Permasalahannya adalah terletak
pada mutu dan relevansi penelitian yang lemah dan diikuti dengan produktifitas
ilmuwan Indonesia yang rendah. Apa sebetulnya yang menjadi akar permasalahan
dari performa riset/penelitian Indonesia, apakah terkait public expenditure riset
Indonesia yang dianggap relatif kecil atau kompetensi sumber daya manusia
peneliti, atau manajemen penelitian nasional?
Defenisi
Undang-Undang RI No. 18 tahun 2002 mendefenisikan Penelitian sebagai
kegiatan yang dilakukan menurut kaidah dan metode ilmiah secara sistematis
untuk memperoleh informasi, data, dan keterangan yang berkaitan dengan
pemahaman dan pembuktian kebenaran atau ketidakbenaran suatu asumsi dan/atau
hipotesis di bidang ilmu pengetahuan dan teknologi serta menarik kesimpulan
ilmiah bagi keperluan kemajuan ilmu pengetahuan dan teknologi.[1]
Lembaga Ilmu
Pengetahuan Indonesia mendefenisikan Penelitian dan Pengembangan sekaligus
yaitu kegiatan kreatif yang dilakukan dengan sistematis untuk menambah
pengetahuan (stock of knowledge),
termasuk pengetahuan tentang manusia, kebudayaan dan masyarakat (knowledge of man, culture and society),
dan pemanfaatan pengatahuan ini untuk merancang penerapan baru (to device new applications). Sementara
itu kegiatan ilmu pengetahuan dan Teknologi bagi LIPI adalah kegiatan-kegiatan
sistematis yang erat kaitannya dengan pengembangan, peningkatan, penyerapan,
dan penerapan pengetahuan ilmiah dan teknologi dalam semua bidang Iptek.

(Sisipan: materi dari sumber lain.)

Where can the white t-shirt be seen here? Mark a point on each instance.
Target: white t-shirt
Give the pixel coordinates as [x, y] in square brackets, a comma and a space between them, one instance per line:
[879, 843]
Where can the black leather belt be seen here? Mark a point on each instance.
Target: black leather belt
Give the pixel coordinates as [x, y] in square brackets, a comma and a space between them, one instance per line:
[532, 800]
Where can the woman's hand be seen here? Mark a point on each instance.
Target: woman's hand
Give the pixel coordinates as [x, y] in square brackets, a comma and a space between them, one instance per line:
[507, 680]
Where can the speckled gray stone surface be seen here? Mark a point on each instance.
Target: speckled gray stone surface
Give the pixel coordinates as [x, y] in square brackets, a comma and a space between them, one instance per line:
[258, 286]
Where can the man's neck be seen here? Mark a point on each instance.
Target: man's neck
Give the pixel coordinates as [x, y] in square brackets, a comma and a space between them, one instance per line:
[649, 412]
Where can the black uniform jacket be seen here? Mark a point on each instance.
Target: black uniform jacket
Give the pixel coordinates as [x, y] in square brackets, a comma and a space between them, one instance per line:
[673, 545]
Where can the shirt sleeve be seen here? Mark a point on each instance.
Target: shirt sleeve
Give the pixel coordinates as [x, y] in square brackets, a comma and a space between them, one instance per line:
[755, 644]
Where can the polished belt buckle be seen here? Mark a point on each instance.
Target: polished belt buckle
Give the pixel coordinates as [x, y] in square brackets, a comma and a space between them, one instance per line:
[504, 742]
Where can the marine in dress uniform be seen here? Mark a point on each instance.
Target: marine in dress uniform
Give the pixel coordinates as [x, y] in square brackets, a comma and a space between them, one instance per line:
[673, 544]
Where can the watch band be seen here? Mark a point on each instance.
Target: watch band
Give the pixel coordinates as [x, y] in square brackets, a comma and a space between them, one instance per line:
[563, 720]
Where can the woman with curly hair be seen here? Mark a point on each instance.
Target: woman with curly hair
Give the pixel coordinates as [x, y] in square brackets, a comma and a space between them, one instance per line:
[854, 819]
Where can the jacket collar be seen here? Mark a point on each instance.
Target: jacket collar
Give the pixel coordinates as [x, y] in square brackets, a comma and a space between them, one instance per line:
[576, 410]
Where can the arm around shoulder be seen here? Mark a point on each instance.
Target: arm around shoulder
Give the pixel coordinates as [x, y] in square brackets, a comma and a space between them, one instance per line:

Termasuk di dalamnya beberapa kegaitan antara lain penelitian dan pengembangan,
pendidikan dan pelatihan ilmiah serta pelayanan jasa iptek.[2]
Menurut kamus
Webster, riset adalah hati-hati, sistematis, studi hak paten dan Penyelidikan
dalam beberapa bidang Pengetahuan, dikerjakan untuk menemukan atau menetapkan
fakta atau prinsip. Sedangkan McGraw
Hill mendefinisikan penelitian sebagai scientific
investigation aimed at discovering and applying new facts, techniques, and
natural laws (penyelidikan ilmiah yang mengarah pada menemukan dan
menerapkan fakta baru, teknik, dan hukum alam).
Penelitian
itu sendiri menampilkan beragam bentuk sesuai dengan aspek penekanannya.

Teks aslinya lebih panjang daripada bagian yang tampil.